Again. Who has the rarer skill set? Who has to make the riskier decisions?
I don't contest the fact that people like Bill Gates have amazing and rare abilities. What I contest is the idea that this gives him the right to have absolutely outrageous amounts of money.
Let us put aside the idea of Marx's "from each according to his ability, to each according to his need" for one minute. Let's go back to the juxtaposition that I put forth before, between the single mom working three jobs and the financial company CEO. According to the capitalist society, he is literally millions of times more useful than she is. She's struggling just to survive. He has more money than he even knows what to do with. Do you think that's just? What about a mine worker who has to work himself to a sweat every day and will probably die at 60 due to health complications, do you think that's a proportionate comparison? What about the poor Indian worker whose daily calorie intake has tanked since the capitalist market reforms 25 years ago?
Here's what all of this comes down to: even if you believe that the CEO has a right to a greater degree of luxury, is
millions of times justified? Is it justified for one person to have a fully staffed personal jet while other people are malnourished?
Still, what's also going on here is a rather incredible romanticization of rich people. It's a common trope that people employ in defense of the rich elite: assert that they deserve it because they're such incredible superhumans. Well, when you commit yourself to a serious examination of reality instead of telling fairy tales, you'll find that things are a lot more nuanced. The financial industry is a good example. It's very daring to try and paint these people as deserving of their ungodly wealth when you consider the fact they brought the complete world economy to its knees recently thanks to conduct that they knew was systemically damaging. They did it because it benefited
them.
There are many other reasons for why it's savage and inhumane to permit such a degree of elitism to exist. It's not so much different from the court of Versailles, the only real difference being that, thanks to propaganda, completely regular people like yourself are finding themselves making excuses for this continuous theft to go on.

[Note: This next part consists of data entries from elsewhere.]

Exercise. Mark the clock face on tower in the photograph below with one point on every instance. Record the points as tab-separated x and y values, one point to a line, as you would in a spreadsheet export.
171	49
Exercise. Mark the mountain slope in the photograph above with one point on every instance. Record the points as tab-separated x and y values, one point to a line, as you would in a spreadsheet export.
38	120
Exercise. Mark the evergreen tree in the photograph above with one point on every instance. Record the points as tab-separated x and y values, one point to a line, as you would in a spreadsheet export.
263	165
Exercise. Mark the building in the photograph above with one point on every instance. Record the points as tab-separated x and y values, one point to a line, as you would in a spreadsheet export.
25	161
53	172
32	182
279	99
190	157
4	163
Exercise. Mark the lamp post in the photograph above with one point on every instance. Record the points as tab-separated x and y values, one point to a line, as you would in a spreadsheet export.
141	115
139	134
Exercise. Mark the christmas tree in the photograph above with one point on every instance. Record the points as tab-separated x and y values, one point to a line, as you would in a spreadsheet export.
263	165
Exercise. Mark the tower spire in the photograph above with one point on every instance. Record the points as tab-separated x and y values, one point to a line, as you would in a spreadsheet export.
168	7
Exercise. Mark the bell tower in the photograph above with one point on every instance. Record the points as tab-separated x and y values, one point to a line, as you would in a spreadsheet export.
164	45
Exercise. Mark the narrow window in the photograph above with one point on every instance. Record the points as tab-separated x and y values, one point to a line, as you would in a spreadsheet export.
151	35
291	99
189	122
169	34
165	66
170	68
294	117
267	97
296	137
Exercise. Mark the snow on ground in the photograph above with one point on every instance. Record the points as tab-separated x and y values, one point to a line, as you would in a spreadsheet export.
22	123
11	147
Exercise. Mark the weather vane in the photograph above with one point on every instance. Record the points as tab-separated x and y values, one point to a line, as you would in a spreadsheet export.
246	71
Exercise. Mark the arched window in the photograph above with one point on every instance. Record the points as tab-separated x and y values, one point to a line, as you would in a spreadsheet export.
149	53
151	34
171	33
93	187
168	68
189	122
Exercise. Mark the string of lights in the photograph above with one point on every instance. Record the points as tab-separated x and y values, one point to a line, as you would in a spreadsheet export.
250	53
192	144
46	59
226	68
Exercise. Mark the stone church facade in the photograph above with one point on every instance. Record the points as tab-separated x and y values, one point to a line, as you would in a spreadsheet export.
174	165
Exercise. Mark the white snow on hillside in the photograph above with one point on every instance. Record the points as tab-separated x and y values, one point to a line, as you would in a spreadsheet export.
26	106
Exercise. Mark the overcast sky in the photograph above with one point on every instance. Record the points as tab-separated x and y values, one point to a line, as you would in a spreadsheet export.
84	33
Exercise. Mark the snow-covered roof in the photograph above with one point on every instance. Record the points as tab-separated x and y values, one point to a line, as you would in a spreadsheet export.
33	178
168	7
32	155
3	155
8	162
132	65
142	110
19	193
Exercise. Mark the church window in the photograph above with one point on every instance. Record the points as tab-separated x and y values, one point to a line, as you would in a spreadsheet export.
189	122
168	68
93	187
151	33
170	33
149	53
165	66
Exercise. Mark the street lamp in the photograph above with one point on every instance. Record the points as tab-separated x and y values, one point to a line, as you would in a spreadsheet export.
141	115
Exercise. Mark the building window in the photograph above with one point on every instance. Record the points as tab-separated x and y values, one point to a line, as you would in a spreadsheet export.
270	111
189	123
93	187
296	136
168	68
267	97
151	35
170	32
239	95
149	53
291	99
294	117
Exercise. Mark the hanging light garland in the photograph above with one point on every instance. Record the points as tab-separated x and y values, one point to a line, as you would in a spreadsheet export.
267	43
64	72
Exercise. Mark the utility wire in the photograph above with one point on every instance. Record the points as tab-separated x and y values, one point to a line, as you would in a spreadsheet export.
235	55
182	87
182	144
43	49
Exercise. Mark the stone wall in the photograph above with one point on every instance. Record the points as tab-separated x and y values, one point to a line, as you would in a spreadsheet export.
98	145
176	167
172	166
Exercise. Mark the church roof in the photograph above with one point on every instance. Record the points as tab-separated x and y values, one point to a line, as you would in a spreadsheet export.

That's not a caricature, IT'S WHAT ALL OF THEM ARE, WITHOUT EXCEPTION. Equality is and always has been nothing but a ruse. Behind every nice-sounding cry for equality there is the intention of putting in power one or another elite.
I have to say, you're not serious. Does
Jill Stein conform to your caricature of "the leftist leader"? What about Noam Chomsky or Peter Kropotkin or Anton Pannekoek or Rosa Luxemburg? What about the fact Chomsky even explicitly said he doesn't like the word "leader" because that implies there is one person who sets the agenda for others to follow, and that conflicts with the most basic tenets of both socialism and anarchism. You're still equating left-wing philosophy with totalitarianism—that's not the attitude of someone who's interested in a serious, fact-based discussion.
That's would be like having cooperatives everywhere and people already are free to do that but they mostly don't.
As I said before, people don't really have much of a choice. They're stuck in the system. Besides that, the initiatives that do get started end up being crushed. A good example is Vietnam, which was completely destroyed by the US (they're still dying from chemical warfare) because it tried to break away from the pack. There are many others.
This is inherently also similar to the "vote with your money" argument. It's simply not a workable solution, which is why it's proposed by people who don't
want people to have a solution.
Yeah, do you know why none of them has anything to do with socialism? Because all it is good at is filling mass graves, that's why.
This is an incredibly myopic thing to say, considering that the US is responsible for literally
millions of deaths throughout the entire world. As I argued before, capitalism is a process that leads to massive concentrations of private, unaccountable power. Tyranny is a natural end result. The anarchist philosophy specifically dismantles concentrations of power. As I said before, what happened in the Soviet Union had very little to do with socialism because its primary tenet—worker control over the means of production—was dismantled right at the start, and the country ultimately went on to become a totalitarian state. Equating that with socialism simply means you don't know what socialism is.
Well you too will have to stop babbling communist propaganda material because I'm having a hard time trying to take you seriously
Again, these are all just poor excuses to not have to make substantive arguments.